Worse, the hospital discovered that Lily and Rosie were not related by blood.
The transplants, the vast expense, and the legal liability were refused.
Lily pleaded, sobbed, and begged, but the bureaucratic wall would not break.
The doctors, seeing the sheer desperation of a girl who had just lost everyone, tried their best with the resources they had.
A day later, the doctors had done everything possible, but Rosie's severe injuries proved too great. Lily stood over the hospital bed, her last remaining link to a recognizable world held in place by tubes and machines.
Despite all the efforts, Rosie was officially in a coma. Lily, an orphan and alone, was left with two impossible mysteries: the beast that murdered her parents, and the man who bombed the bus.
Her phone buzzed with a message she did not recognize: MEET ME AT TOWER CLOCK AT 10:00. 99+ missed calls. The numbers looked like fingernails scratching a glass that you could not break.
That night, it rained as if the sky was falling apart. Lily walked through the drizzle without direction, the city around her glowing and blurring in the car lights. She had no umbrella, no strength left to care.
A car suddenly swerved and sped toward her—too fast. The horn screamed. For a single frozen moment, the world narrowed to the instant before metal met bone.
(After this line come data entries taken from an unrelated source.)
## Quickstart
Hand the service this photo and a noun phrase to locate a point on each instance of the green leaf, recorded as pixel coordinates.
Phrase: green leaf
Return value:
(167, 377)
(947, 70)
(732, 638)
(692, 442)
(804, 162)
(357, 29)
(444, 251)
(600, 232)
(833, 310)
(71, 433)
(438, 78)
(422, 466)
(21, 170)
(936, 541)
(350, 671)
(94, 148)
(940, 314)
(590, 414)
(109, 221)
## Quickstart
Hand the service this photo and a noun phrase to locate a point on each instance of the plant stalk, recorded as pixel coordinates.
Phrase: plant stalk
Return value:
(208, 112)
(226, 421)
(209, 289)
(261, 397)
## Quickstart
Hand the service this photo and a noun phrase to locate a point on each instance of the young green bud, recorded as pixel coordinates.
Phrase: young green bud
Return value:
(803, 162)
A hand shot out of the rain and grabbed her, yanking her backward with a strength that was gentle and absolute. "Stupid girl! Watch where you're going—do you want to die?" a man barked, half-angry, half-terrified.
Lily's vision folded into the sensation of being held. The warmth of someone's coat, the quick beat of a human pulse under another heartbeat, the scent of smoke and leather. She fainted in his arms.